散朝後,成楹出了皇宮,剛到東直門,車夫就為難地告訴她:“車輪壞了,剛剛派人回侯府換新馬車,一時片刻趕不過來,還請侯爺稍侯片刻。”
成楹點了點頭,沒有責怪車夫。現在是夏初時節,太陽雖悶熱卻熾烈,不多時就能將人熱出汗。

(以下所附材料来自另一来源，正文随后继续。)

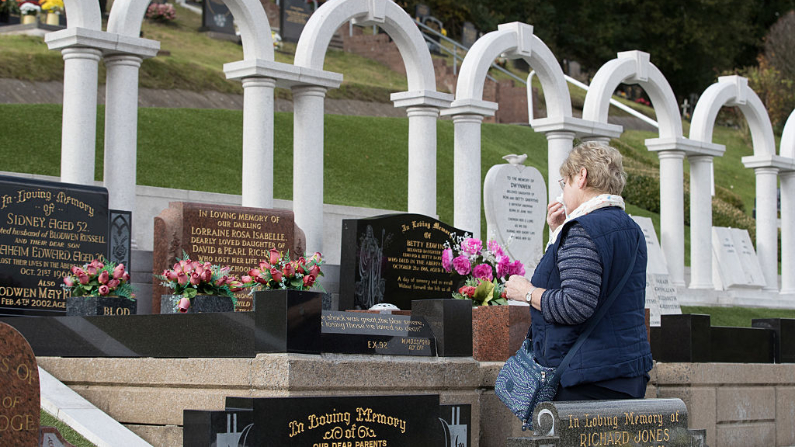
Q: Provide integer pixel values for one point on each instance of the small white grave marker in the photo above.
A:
(515, 201)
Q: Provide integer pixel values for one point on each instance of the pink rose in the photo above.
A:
(483, 271)
(447, 259)
(461, 265)
(471, 246)
(184, 305)
(274, 256)
(517, 268)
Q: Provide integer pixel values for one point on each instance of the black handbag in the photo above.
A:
(522, 383)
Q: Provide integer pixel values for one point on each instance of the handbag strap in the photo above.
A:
(598, 316)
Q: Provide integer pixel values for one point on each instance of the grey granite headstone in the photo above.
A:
(515, 201)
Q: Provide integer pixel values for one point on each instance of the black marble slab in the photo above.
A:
(451, 322)
(374, 333)
(230, 428)
(784, 330)
(393, 259)
(326, 421)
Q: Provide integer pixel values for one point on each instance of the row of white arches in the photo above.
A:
(84, 43)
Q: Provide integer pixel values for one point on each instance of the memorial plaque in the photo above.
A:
(47, 227)
(728, 263)
(469, 34)
(393, 259)
(457, 424)
(661, 296)
(20, 405)
(515, 202)
(370, 333)
(293, 17)
(236, 236)
(217, 17)
(350, 421)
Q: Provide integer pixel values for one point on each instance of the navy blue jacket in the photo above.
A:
(618, 345)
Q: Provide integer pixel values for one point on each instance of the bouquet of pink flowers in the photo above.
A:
(279, 272)
(190, 278)
(484, 269)
(99, 278)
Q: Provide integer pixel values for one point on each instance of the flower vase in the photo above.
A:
(99, 305)
(199, 304)
(498, 331)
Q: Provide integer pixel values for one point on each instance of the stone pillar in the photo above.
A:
(559, 145)
(121, 129)
(308, 140)
(766, 224)
(700, 222)
(672, 219)
(467, 173)
(422, 160)
(787, 231)
(79, 126)
(258, 144)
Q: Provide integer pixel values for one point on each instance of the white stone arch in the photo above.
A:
(734, 91)
(787, 178)
(421, 100)
(513, 40)
(634, 67)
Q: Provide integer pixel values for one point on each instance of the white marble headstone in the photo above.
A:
(515, 201)
(734, 260)
(660, 293)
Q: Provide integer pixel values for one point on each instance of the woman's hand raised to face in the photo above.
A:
(556, 215)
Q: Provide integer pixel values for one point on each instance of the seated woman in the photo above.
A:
(591, 248)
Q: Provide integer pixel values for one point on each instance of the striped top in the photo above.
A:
(581, 280)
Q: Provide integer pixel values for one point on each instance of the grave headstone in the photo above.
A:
(217, 17)
(236, 236)
(47, 227)
(661, 296)
(393, 259)
(515, 202)
(734, 261)
(20, 405)
(370, 333)
(646, 422)
(469, 34)
(293, 17)
(327, 421)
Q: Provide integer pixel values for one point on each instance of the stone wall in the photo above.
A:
(740, 405)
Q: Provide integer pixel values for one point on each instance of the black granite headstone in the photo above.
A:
(229, 428)
(348, 421)
(371, 333)
(120, 238)
(469, 34)
(784, 329)
(293, 17)
(640, 422)
(217, 17)
(393, 259)
(451, 322)
(46, 228)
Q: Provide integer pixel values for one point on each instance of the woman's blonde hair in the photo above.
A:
(603, 163)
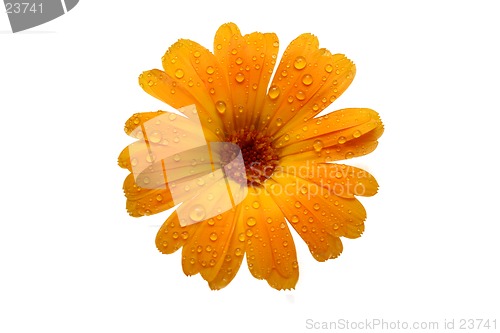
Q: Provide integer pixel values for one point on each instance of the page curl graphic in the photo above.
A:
(172, 154)
(26, 14)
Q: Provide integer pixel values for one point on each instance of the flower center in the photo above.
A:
(258, 154)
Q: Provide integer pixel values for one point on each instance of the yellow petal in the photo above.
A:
(271, 251)
(248, 62)
(144, 201)
(307, 80)
(332, 135)
(316, 214)
(158, 84)
(172, 236)
(338, 179)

車夫愧疚地站在車旁汗流浹背,成楹的心思還停留在朝堂之上。
前幾日從青樓離開,還沒走到侯府,密探就將蕭瞻和蕭子瑜的身份摸了個一清二楚。
大虎小虎當時就哭喪起臉:“完了,我們動手打了太子!他肯定會報複主子的!”
成楹淡定地敲了敲她們腦袋:“慌什麽。”
其實她心裏也慌過一瞬。
不過瞬間便淡然了,事情已然發生,打了太子隻是個誤會,理在她們一邊,她站得住腳。
太子要想做點手腳,成楹是既來之則安之唄,所以今天早上在朝堂上,她跪得痛快且坦然。
傳聞中太子是個隻知風花雪月的草包,青樓匆匆一瞥,成楹暗道,果不其然。
但是今天朝堂一會,成楹發現大錯特錯。
不過無關痛癢敲打了幾句,就釣出好幾隻魚來。
思緒沉浮間,一輛王侯規格的車輿自宮裏出來,在成楹所在的馬車邊上停下,車簾掀起,馬車主人問:“車中可是靖寧侯?”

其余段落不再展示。